30 Days of Film - Day Twenty Five

Sep 12, 2010 11:17

I didn’t post yesterday, because I managed to burn my arm cooking dinner, and so spent the rest of the evening with a wet piece of kitchen roll attached to it. And water and my laptop don’t exactly mix.

I know I keep going on about how much I have fallen in love with the architecture in this city and stuff, but I never offer up any evidence. So I thought what I would do yesterday was take my camera with me as I walked into town and do a sort of photo tour, snapping pictures of various interesting things as I went. So that’s what I did.
Unfortunately, 3G internet is not conducive to uploading lots of pictures, so I'll have to save that for when I get the broadband sorted.

Instead, meme.

·  Day 25 - The most hilarious movie you’ve ever seen

The most hilarious? This is practically impossible! There are a lot of films that make me laugh a lot but I don’t really quantify it. And if films make me laugh for different reasons then how do I pick which one is funnier? Scott Pilgrim (2010) is really funny as is Shaun of the Dead (2004) and Hot Fuzz (2007). Spaceballs (1987) and Galaxy Quest (1999) are brilliant, as are Blazing Saddles (1974), Hot Shots! (1991) and Hot Shots Part Deux (1993), Spy Hard (1996), Austin Powers(1997) and The Producers(1968). Monty Python and The Holy Grail (1975), The Life of Brian (1979) and The Meaning of Life (1983) are genius. Blades of Glory (2007), Dodgeball (2004), Forgetting Sarah Marshall (2008) are funny in a stupider way, and films aimed at kids like Shrek (2001) and Toy Story (1995) have their own brand of humour. RomComs, again, are a different kind of funny, and there we have things like Just My Luck (2006), The Wedding Singer (1998), and The Holiday (2006). And what about The Hitchhiker’s Guide to the Galaxy (2005) or The League of Gentlemen’s Apocolypse (2005) ?
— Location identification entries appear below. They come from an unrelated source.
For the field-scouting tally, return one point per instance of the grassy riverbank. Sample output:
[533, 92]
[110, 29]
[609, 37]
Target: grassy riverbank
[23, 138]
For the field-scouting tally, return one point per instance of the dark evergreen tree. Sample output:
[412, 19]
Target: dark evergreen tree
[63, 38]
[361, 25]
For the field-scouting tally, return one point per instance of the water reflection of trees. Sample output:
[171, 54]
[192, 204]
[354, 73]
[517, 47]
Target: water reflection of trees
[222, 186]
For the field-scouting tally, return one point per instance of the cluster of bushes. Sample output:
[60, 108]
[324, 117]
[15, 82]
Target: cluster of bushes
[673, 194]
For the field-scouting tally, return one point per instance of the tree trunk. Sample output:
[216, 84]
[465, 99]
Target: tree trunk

I like a lot of very funny films and picking the most hilarious is hard, but I think in the end, I might just have to pick

Airplane! (1980)




In the end, I think it was going to have to be a one of the classic spoof films, because for laughs per square inch they can’t be beaten. Practically every other frame is a visual gag, a reference to some other film or genre, or a terrible pun. Or there’s something funny in the background that you’re not noticing. And Airplane is kind of the Daddy of them all. One of the earliest of them, and it is absolutely packed with jokes. Bursting with them, you might say. Before this film, Leslie Neilson was considered a serious actor and in fact, it’s him playing exactly the same sort of character he played in serious films with all the anarchy going on around him that really sells the film. Without him it would just be too absurd. In fact all of the main cast do a pretty stellar job of acting a serious movie amid some of the funniest scenes ever. If they tried to play up the comedy it would just descend into madness.
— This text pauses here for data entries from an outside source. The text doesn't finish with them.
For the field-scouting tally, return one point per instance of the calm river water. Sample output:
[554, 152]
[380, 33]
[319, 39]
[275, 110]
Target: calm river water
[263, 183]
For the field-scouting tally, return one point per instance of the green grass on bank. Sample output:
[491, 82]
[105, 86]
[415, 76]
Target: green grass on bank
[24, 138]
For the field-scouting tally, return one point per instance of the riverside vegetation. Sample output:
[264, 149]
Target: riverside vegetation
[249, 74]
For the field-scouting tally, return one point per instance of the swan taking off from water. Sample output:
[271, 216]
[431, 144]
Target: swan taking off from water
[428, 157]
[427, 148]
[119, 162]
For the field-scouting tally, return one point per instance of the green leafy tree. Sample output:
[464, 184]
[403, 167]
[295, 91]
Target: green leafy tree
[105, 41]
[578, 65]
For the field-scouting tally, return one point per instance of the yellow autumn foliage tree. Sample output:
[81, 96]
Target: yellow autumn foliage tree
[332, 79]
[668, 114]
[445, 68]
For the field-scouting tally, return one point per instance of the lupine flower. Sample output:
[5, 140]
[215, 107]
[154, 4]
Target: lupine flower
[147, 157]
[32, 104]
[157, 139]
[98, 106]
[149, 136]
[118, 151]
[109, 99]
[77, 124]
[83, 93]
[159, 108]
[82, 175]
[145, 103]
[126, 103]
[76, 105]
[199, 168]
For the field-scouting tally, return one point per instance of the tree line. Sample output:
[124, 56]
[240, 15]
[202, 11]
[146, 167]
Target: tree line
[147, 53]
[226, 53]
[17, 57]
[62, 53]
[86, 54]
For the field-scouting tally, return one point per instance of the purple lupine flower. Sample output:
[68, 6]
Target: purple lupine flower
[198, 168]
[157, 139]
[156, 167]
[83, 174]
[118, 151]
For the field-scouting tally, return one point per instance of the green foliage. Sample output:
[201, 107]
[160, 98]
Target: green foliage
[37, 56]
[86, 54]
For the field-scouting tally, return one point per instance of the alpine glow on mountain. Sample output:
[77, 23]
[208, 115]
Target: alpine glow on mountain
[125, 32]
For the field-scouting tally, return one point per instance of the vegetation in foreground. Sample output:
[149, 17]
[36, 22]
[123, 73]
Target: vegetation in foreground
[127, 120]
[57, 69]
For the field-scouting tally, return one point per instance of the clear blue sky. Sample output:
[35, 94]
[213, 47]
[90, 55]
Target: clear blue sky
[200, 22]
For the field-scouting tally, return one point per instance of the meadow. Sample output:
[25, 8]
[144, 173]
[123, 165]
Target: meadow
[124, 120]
The plot is entirely absurd. Both the pilot and the co-pilot of a flight get food poisoning, so to bring them all in to safety, they have to rely on a guy who flew fighters in the War, has basically got PTSD and hasn’t flown since. And is only on the flight to convince his girlfriend, an air stewardess, not to leave him. The thing that makes this better? The writers actually bought the rights to an existing 50s B movie and used the plot from that. And then built the jokes around it.
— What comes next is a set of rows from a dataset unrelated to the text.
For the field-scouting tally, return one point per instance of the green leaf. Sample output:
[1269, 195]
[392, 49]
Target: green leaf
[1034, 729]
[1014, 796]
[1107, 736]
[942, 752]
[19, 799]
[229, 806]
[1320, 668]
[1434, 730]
It would take for ever to explain just what’s funny about this film but let me see if I can’t pick me some highlights… the Crash Position, “don’t call me Shirley”, “I picked the wrong day to quit blank”, the hysterical woman, the old lady who can speak Jive. And that’s off the top of my head, having not watched in in months. I’m not sure a minute, nay 30 seconds of this film goes by without a gag of one form or another.